À Kinshasa, des milliers de déplacés de l’est survivent sans abri ni soins
La capitale de la République démocratique du Congo est aujourd’hui submergée par une crise humanitaire sans précédent. Des familles entières, fuyant les violences dans l’est du pays, se retrouvent livrées à elles-mêmes dans les rues de Kinshasa. Seize d’entre elles n’ont pas survécu, faute d’accès aux soins et à un toit.
Ces déplacés internes, majoritairement originaires des provinces du Nord-Kivu et du Sud-Kivu, ont fui l’avancée des groupes armés comme l’AFC-M23, présent dans la région depuis plus d’un an. D’autres ont quitté l’Ituri, après des attaques menées par des milices comme la Codéco ou les Forces démocratiques alliées (ADF). Leur arrivée massive a transformé la capitale en un foyer de misère.
Des familles entières condamnées à la précarité
Plus de 2 600 foyers, soit plusieurs milliers de personnes, errent aujourd’hui dans la ville. Beaucoup ont été chassés des lieux qui les abritaient temporairement, comme les églises ou les mosquées.

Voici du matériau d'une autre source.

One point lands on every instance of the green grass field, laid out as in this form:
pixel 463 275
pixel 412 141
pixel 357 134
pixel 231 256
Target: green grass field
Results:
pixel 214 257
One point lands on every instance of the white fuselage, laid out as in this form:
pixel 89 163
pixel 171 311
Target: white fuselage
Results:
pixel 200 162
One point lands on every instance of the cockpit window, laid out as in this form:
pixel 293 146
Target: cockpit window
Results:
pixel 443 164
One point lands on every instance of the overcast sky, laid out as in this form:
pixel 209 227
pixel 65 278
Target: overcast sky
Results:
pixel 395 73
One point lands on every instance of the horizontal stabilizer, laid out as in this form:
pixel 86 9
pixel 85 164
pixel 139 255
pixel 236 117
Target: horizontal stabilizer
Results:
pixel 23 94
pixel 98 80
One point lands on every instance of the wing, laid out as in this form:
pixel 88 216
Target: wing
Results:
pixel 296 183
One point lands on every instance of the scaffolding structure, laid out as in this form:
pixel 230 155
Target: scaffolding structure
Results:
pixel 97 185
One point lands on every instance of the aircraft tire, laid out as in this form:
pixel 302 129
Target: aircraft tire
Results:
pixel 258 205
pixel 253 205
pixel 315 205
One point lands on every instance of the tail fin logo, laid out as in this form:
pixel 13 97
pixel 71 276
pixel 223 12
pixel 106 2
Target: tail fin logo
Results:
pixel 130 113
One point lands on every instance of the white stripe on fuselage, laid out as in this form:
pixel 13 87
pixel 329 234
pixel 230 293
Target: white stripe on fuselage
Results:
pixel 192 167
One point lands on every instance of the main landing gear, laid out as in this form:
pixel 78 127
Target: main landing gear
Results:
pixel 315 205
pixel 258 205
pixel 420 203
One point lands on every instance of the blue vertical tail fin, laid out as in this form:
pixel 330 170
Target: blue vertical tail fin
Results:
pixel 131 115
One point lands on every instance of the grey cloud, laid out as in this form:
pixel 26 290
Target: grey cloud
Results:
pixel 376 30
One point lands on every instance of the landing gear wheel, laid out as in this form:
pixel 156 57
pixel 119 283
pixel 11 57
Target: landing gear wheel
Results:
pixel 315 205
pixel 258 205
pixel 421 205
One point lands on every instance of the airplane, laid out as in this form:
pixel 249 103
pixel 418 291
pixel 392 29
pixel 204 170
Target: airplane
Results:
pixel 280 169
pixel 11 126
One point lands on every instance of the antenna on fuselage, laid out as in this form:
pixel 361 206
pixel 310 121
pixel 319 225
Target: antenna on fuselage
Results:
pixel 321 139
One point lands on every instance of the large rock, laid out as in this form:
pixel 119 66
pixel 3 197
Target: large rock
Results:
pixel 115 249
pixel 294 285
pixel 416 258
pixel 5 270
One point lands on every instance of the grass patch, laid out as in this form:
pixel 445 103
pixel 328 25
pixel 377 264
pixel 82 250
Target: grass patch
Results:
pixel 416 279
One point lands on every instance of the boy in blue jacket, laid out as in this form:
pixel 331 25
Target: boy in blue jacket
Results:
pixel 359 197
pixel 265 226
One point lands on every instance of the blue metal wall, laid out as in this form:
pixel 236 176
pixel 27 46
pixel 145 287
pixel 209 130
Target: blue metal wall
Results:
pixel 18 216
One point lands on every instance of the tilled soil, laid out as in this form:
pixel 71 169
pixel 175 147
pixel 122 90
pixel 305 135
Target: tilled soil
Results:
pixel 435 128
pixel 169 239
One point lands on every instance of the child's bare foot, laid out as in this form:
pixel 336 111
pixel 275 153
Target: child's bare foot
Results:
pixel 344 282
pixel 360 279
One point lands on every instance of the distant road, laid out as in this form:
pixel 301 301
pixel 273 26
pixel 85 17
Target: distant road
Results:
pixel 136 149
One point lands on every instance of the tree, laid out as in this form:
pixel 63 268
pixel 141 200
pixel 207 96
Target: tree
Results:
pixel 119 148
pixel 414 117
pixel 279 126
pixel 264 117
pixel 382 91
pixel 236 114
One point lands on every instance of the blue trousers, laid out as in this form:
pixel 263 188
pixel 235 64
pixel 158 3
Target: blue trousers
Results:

Leur situation est dramatique : sans logement, sans nourriture et sans accès aux soins, ils survivent dans des conditions indignes.
Parmi eux, les personnes les plus vulnérables paient le plus lourd tribut. Femmes enceintes, personnes en situation de handicap, enfants et personnes âgées composent une grande partie de cette population en détresse.
« Nous avons des femmes enceintes, des personnes en situation de handicap, des enfants, des étudiants et des aînés. Aucun d’eux n’a accès aux soins, à un toit ou à la nourriture. Leur sort est désespéré », témoigne Jordan Mulikuza, président des déplacés de l’est à Kinshasa.
Les étudiants, victimes collatérales de la guerre
Les jeunes ne sont pas épargnés. Certains avaient rejoint Kinshasa pour poursuivre leurs études avant le déclenchement du conflit. D’autres ont fui les violences, laissant derrière eux des parents disparus ou tués. Tous partagent le même quotidien : la faim, le froid et l’absence totale d’assistance.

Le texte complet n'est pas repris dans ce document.